Pulitzer Prize for Fiction 2001! 640 Seiten! Das lässt Großes erwarten. Amerikanische Prosa in ihrer besten Tradition: Eine epische Geschichte über Ziele und wie sie erreicht werden. Wo deutsche Autoren gerne seitenlang reflektieren, treiben ihre Kollegen aus Übersee die Handlung voran.
All das dachte ich, als ich dieses Buch zu lesen begann. Von Michael Chabon kannte ich bislang nur “The Mysteries of Pittsburgh”, diese charmanten Geschichte über einen letzten Sommer ohne Verpflichtungen. “The Amazing Adventures Of Kavalier & Clay” ist da von ganz anderem Kaliber. A Great American Novel.

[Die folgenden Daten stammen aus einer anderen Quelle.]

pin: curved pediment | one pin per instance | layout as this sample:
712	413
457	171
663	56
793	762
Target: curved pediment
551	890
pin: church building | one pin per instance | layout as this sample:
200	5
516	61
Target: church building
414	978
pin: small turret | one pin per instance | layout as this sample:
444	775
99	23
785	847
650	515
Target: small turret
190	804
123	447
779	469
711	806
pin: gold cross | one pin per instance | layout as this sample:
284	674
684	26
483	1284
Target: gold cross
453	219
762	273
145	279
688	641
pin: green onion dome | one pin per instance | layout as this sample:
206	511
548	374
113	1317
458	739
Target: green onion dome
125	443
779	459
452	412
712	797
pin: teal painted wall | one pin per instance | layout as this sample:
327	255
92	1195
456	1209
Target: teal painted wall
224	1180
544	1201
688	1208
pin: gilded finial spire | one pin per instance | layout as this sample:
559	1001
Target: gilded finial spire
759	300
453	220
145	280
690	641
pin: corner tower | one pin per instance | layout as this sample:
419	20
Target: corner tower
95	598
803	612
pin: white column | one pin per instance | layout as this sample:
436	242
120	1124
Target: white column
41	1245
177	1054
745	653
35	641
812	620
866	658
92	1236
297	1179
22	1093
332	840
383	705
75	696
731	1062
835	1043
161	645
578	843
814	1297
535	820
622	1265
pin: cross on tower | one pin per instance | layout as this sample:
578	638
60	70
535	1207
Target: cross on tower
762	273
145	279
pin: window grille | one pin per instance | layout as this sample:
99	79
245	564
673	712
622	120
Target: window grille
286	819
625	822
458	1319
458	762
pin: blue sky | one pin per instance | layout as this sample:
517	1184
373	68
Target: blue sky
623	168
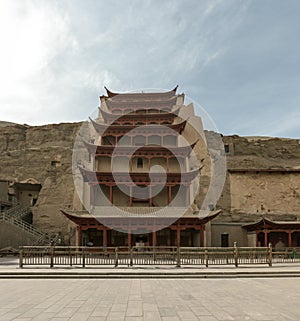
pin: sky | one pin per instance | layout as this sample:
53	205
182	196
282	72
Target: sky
239	60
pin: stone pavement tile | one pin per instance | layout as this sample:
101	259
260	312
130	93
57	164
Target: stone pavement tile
208	318
31	313
200	311
170	319
75	304
222	316
187	315
134	309
100	312
43	316
152	316
150	307
4	310
66	312
83	316
119	307
9	316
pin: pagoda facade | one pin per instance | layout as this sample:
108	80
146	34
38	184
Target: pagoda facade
142	175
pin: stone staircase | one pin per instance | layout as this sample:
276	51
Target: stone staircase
14	217
18	211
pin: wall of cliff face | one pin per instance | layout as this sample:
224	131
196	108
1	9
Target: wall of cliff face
43	153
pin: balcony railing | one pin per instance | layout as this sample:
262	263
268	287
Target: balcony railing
147	255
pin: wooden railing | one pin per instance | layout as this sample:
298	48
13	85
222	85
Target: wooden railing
148	255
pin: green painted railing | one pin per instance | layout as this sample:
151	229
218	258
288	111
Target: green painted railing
148	255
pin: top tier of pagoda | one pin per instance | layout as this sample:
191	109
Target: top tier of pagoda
117	103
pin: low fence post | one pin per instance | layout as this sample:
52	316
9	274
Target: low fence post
51	256
236	254
116	257
206	257
178	257
270	254
21	258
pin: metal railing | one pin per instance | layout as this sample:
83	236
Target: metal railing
148	255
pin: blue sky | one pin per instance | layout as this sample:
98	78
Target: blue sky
238	59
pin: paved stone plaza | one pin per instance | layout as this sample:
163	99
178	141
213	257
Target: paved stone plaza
150	299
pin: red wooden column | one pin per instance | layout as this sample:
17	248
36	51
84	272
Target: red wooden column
289	238
130	196
129	238
169	194
202	229
104	236
79	235
110	194
150	196
178	235
154	238
91	195
266	238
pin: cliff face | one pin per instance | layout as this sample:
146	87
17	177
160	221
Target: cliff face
43	153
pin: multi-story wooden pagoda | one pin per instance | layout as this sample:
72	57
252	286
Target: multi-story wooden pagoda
142	174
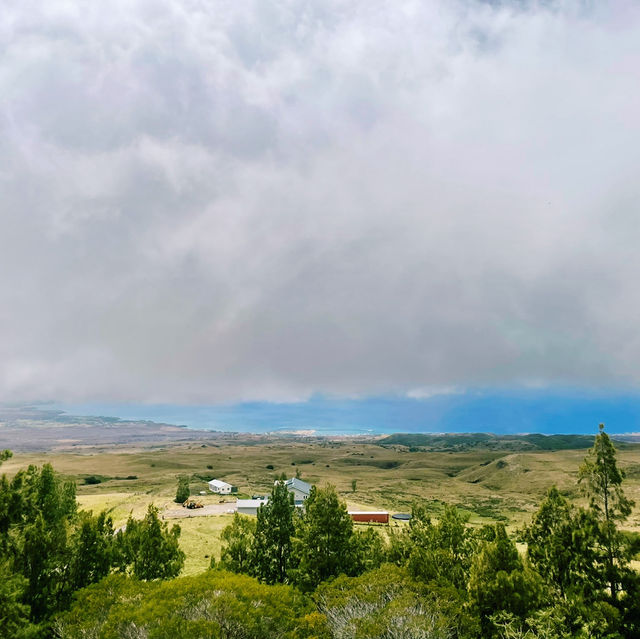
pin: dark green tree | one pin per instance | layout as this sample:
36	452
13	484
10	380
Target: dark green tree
500	582
561	542
271	550
324	545
183	491
148	549
237	539
602	481
42	552
440	551
14	614
92	549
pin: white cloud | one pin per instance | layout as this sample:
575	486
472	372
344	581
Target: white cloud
214	201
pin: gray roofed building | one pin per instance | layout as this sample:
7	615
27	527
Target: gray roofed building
299	488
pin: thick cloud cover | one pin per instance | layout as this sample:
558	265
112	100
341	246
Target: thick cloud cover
220	200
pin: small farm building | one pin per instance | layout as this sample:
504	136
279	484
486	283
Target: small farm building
379	517
249	506
299	488
221	487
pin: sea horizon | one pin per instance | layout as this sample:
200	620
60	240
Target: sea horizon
497	412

Josef “Joe” Kavalier, ein malerisch begabter junger Jude aus Prag mit Ambitionen in der Entfesslungskunst flieht aus dem durch Nazis besetzten Tschechien von 1937. Er findet Unterschlupf bei seiner Tante in New York und freundet sich mit seinem Cousin Samuel “Sammy” Clay an. So froh er über seine Rettung ist, so fest hat er sich selbst vorgenommen, seine Familie, mindestens aber seinen Bruder Thomas, vor einem ungewissen Schicksal in Europa zu bewahren.
Sammy, ein devoter Comic-Fan, erkennt in Joe den perfekten Zeichner. In seiner Armut und körperlichen Unzulänglichkeit hat Sammy nur ein Ziel: Reich und berühmt zu werden. The American Dream. Zusammen mit Joe überzeugt er seine Chefs, Besitzer eines Verlages für Schundliteratur, dem Erfolg von “Superman” nachzueifern. Joe und er erfinden einen Superhelden und nennen ihn “The Escapist”: Einen beinlahmen jungen Mann, der sich für seine Heldentaten in ein schwarzes Kostüm wirft und die Unterdrückten dieser Welt befreit. In dessen Abenteuern führt Joe eine Art Stellvertreterkrieg gegen die deutschen Tyrannen. Er spart seine Tantiemen, um seine Familie so bald wie möglich aus den Händen von Hitlers Gehilfen zu befreien, und lässt sich erst Monate später durch die Reize einer jungen Frau namens Rosa ablenken. Doch auch wenn sie es vermag, ihm ein wenig die angenehmen Seiten des Lebens zu zeigen, verliert er seine Mission niemals aus den Augen - bis es zur Katastrophe kommt.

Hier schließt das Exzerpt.